Potty Costs. The Puerto Rico Aqueduct and Sewer Authority (PRASA) anticipates paying as much as a 10% interest or borrowing rate on municipal bond on a $750 million issuance later this month—giving a better idea of the rising cost of public debt as the U. S. territory nears insolvency—and yet prepares to mark the island’s first general obligation bond issuance of the year. PRASA hopes to raise $1.45 billion for its five-year capital plan, of which $790 million would come from borrowing, with some help from $350 million in federal funds. Government Development Bank for Puerto Rico President Melba Acosta Febo said PRASA’s plan to issue the new municipal debt–just when Puerto Rico hopes to complete a plan to restructure its debts by the end of the month, “reflects the individual financial circumstances of the various debt issuers across the commonwealth.” One may get a sense of the fiscal risks and challenges ahead, however, by noting that—especially for a public utility—the island’s population decline over recent years (more than 7% over the past 10 years and the decline in the average daily water demand—declines which have forced the utility to raise rates on a shrinking customer base. The public utility, which provides service to some 97 percent of the territory’s population, increased its water rates by 60 percent two years ago and reports it plans to raise rates further in FY2018 and 2019. The bond proceeds will be used to finance a portion of PRASA’s capital improvement program, and to repay a $90 million bank line of credit—with any disputes about the bonds governed by the laws of New York unless it involves the authorization and execution of a receivership, which would be governed by Puerto Rico’s laws.
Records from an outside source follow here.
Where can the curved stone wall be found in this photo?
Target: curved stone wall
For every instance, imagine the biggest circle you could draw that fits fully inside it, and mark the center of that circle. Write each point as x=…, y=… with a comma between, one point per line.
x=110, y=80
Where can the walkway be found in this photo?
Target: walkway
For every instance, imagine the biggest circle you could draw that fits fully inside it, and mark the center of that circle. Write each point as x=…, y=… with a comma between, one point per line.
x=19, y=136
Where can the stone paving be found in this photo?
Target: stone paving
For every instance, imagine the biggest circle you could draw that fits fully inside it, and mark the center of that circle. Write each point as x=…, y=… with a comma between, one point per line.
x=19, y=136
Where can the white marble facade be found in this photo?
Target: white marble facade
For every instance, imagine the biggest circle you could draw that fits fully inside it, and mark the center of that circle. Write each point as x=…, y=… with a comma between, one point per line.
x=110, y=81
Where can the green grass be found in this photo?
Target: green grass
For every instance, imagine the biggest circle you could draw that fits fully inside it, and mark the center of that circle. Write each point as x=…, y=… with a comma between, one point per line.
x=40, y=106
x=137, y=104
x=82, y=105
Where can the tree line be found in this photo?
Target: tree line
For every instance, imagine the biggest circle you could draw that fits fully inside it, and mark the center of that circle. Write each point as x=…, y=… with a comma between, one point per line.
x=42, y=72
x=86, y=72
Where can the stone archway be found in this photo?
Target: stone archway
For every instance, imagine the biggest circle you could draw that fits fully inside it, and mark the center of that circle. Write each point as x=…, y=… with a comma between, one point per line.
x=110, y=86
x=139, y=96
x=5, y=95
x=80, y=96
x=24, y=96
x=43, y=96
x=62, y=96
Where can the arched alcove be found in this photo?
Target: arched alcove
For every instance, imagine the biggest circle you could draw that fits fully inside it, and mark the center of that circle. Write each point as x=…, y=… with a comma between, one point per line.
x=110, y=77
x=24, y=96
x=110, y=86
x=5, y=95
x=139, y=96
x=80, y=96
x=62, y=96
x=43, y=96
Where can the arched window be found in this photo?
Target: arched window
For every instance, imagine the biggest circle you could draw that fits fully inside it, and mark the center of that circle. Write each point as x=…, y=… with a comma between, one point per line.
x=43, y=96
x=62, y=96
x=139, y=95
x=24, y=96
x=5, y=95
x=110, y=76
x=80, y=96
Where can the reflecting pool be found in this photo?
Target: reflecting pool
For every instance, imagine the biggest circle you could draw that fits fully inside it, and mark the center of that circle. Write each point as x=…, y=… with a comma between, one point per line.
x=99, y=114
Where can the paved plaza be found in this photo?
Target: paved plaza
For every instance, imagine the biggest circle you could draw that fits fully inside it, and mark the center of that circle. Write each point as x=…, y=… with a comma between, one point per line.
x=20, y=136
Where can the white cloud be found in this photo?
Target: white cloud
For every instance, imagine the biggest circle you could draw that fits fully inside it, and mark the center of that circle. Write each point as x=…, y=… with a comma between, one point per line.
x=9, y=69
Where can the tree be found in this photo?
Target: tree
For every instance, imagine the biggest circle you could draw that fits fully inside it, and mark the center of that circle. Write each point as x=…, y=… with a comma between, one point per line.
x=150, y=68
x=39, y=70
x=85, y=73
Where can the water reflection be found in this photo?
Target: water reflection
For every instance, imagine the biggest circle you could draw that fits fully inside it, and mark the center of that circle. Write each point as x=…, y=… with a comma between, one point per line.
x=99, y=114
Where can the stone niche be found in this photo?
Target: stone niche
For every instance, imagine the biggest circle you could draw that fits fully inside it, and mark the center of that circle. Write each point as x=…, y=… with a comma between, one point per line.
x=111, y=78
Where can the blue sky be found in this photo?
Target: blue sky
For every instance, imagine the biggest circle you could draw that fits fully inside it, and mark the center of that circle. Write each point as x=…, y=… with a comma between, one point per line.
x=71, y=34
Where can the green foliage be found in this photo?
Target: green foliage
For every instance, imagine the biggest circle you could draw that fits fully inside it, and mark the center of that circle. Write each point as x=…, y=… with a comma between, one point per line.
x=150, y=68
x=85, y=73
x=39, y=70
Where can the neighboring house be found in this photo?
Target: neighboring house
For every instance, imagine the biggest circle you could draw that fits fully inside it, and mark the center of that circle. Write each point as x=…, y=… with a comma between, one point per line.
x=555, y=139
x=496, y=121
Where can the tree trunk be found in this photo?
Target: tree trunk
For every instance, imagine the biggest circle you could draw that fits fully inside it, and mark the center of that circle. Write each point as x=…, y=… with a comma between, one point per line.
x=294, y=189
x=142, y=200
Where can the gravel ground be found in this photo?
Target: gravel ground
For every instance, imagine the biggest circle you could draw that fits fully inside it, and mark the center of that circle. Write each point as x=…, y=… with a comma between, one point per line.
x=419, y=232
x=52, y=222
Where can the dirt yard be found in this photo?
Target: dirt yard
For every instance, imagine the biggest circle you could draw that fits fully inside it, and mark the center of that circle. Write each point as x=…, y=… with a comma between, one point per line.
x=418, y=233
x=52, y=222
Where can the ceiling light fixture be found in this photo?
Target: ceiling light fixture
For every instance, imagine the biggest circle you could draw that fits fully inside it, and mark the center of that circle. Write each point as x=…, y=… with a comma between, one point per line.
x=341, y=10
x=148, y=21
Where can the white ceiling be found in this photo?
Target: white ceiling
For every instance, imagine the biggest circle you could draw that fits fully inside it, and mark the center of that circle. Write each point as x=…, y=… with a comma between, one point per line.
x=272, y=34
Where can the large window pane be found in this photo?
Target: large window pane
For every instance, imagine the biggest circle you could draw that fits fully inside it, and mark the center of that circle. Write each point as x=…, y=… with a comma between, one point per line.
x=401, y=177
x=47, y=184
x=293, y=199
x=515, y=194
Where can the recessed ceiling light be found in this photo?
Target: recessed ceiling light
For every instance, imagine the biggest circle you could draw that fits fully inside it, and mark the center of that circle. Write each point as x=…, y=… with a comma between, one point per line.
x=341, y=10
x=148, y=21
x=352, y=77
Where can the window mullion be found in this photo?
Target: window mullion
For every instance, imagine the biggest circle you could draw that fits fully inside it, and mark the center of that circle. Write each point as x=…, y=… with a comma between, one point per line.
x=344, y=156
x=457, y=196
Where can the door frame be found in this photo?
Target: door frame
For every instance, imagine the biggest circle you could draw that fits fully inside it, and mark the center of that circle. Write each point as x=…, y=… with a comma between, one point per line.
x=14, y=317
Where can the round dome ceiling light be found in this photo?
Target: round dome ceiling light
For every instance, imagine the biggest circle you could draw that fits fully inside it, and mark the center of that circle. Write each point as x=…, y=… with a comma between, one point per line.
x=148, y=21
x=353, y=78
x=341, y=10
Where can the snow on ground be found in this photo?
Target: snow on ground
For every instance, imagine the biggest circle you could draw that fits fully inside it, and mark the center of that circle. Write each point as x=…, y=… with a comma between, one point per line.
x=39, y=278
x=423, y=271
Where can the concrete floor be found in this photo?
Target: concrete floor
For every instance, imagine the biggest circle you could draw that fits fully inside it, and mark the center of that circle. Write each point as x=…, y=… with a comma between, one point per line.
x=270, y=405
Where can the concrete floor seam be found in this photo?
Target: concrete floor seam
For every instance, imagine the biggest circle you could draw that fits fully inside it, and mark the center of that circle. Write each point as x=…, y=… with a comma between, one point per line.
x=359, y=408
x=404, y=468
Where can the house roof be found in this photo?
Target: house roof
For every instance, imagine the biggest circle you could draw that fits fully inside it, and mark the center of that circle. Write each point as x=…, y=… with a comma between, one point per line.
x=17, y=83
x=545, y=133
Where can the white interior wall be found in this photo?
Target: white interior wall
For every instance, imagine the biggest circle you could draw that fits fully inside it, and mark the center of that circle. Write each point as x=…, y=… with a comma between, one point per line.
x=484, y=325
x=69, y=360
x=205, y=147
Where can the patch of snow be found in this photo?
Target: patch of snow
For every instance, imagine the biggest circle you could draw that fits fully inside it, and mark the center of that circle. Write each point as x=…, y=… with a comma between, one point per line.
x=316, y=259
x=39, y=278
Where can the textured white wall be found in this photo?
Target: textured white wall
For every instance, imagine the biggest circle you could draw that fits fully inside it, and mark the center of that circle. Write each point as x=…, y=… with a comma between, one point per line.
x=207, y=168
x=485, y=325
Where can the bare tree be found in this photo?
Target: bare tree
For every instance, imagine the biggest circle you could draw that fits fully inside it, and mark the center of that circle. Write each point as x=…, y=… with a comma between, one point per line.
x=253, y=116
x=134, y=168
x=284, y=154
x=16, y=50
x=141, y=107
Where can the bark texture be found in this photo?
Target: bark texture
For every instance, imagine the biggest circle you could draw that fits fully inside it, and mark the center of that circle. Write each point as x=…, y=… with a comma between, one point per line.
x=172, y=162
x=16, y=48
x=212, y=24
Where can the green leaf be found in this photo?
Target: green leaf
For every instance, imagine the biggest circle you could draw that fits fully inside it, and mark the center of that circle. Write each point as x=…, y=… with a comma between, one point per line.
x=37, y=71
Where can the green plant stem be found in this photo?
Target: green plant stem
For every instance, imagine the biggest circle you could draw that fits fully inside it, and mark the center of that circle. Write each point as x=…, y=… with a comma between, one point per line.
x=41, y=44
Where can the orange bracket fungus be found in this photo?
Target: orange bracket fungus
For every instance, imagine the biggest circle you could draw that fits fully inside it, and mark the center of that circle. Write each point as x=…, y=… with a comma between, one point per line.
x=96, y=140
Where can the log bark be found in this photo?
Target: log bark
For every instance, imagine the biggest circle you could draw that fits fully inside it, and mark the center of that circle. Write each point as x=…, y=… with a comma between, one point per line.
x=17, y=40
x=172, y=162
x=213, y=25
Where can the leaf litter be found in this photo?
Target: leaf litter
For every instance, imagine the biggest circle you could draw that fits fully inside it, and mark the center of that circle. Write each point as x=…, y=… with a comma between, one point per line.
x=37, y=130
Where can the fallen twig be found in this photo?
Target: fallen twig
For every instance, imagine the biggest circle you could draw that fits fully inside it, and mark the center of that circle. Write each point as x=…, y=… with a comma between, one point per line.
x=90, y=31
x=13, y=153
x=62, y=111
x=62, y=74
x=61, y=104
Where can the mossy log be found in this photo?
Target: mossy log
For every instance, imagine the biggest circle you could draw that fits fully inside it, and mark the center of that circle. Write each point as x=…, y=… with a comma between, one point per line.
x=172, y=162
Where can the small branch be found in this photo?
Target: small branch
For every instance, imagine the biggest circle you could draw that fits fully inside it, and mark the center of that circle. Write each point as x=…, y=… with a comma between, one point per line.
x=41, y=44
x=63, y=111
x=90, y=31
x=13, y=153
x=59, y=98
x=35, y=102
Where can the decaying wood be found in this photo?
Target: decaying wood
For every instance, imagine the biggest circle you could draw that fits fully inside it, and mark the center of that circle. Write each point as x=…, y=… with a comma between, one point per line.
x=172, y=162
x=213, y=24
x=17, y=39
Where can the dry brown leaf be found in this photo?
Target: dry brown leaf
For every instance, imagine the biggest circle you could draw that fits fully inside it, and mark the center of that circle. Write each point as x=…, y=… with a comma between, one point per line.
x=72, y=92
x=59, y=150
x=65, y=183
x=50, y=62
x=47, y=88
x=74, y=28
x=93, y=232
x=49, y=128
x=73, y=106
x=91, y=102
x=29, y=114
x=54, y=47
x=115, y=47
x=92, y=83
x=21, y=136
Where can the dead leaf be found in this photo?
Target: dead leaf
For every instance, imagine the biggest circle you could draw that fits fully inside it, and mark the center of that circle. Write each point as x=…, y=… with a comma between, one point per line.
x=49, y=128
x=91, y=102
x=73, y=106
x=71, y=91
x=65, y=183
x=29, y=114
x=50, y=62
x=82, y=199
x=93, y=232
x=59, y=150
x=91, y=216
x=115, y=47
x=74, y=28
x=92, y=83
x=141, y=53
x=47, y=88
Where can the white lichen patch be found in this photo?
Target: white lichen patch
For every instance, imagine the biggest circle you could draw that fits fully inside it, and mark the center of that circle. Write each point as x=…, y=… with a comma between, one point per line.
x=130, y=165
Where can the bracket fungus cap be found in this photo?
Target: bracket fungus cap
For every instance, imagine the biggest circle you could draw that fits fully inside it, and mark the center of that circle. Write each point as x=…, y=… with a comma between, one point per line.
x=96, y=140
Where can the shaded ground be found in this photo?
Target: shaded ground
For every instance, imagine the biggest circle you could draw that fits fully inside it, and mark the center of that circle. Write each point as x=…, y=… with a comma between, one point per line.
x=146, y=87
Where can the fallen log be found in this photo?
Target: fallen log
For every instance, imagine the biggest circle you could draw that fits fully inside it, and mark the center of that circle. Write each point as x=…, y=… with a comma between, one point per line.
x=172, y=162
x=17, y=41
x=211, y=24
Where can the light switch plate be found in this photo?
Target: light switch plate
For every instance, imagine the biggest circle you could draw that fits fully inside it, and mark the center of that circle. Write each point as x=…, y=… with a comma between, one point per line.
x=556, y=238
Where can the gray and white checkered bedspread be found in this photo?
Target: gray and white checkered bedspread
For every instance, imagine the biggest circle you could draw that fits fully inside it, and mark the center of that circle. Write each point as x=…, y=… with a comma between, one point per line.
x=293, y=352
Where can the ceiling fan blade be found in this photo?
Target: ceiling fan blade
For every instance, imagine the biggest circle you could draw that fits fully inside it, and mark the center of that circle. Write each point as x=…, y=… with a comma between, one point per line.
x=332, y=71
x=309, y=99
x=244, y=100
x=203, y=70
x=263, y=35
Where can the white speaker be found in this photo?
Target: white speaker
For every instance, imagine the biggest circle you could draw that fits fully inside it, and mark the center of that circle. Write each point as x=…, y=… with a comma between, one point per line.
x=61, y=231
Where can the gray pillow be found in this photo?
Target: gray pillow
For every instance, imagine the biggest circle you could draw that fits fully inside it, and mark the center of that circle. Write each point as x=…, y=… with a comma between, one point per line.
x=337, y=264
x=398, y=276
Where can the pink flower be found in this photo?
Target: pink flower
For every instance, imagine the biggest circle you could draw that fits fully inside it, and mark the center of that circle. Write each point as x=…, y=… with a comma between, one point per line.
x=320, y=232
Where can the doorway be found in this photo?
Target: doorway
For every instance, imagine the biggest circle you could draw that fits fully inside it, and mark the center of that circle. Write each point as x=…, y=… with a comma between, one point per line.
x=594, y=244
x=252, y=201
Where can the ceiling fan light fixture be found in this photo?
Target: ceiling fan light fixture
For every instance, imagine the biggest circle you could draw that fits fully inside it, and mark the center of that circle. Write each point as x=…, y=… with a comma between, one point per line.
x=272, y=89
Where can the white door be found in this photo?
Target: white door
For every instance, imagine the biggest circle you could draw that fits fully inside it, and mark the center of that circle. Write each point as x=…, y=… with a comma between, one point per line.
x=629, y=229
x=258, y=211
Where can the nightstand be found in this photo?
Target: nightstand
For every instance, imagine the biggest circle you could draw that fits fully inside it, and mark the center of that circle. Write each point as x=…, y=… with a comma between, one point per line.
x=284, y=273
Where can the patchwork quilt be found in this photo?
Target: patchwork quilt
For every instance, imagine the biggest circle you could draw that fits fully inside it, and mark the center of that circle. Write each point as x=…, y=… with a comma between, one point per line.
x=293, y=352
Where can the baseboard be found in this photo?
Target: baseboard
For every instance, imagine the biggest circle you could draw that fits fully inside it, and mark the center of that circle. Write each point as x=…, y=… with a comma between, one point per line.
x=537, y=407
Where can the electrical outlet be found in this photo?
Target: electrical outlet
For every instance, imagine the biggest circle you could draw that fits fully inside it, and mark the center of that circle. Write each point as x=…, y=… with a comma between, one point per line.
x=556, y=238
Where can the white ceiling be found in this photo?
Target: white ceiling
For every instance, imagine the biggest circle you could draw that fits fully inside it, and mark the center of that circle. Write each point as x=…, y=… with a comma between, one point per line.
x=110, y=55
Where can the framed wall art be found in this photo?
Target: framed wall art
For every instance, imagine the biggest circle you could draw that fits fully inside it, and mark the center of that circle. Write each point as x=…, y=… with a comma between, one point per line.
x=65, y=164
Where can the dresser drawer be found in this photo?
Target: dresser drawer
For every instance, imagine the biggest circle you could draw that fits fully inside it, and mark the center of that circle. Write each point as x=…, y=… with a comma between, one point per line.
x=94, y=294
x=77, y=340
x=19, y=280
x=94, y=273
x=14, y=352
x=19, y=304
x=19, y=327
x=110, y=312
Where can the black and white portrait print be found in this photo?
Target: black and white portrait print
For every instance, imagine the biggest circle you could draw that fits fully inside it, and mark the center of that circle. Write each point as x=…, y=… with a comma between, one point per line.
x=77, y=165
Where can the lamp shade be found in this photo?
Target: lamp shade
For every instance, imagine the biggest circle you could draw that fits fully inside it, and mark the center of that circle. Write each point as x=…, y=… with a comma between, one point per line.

Municipal Risk. As we observe, today, Detroit seeking to reenter the municipal market—even as its surrounding county prepares to seek approval of a debt consent agreement with the State of Michigan—there are some jitters with regard to non-general obligation, full faith and credit pledges by cities and counties. Indeed, unsurprisingly, Moody’s has moodily modified how it rates such so-called sub‐GO security pledges to more fully incorporate what it perceives as the risk inherent in a municipality’s appropriation, general fund, or lease‐backed debt. Ergo, even as our admired friends at Municipal Market Analytics note that current municipal default rates remain very low—and are even lower for state and local issuers; nevertheless, MMA remarks that “the resilience of security pledges—meaning strength of post-default recovery—is weaker than originally believed,” reporting that “virtually no municipal security pledge has gone unscathed,” with special apprehension reported with regard to the core weakness in the appropriation pledge, because the “repayment is subject to the willingness of the legislature of the borrower to appropriate the necessary funds.” Democracy, alas: or, as MMA persists: “When a government’s willingness to allocate its resources is compromised because the financed project has underperformed (e.g. Lombard, Ill. Vadnais Heights, Minn.; Buena Vista, Va, etc.), its finances have faltered (e.g. Puerto Rico), or politics has stymied the budget process (e.g. Illinois), the risk of nonpayment rises.” MMA appropriately notes that where there is a payment default, the bondholders’ remedies are often limited (they may take over leased facilities) or non‐existent, adding that the “general market perception—even if not the reality—of the strength of other municipal security pledges has also been weakened as a result of recent defaults and bankruptcies.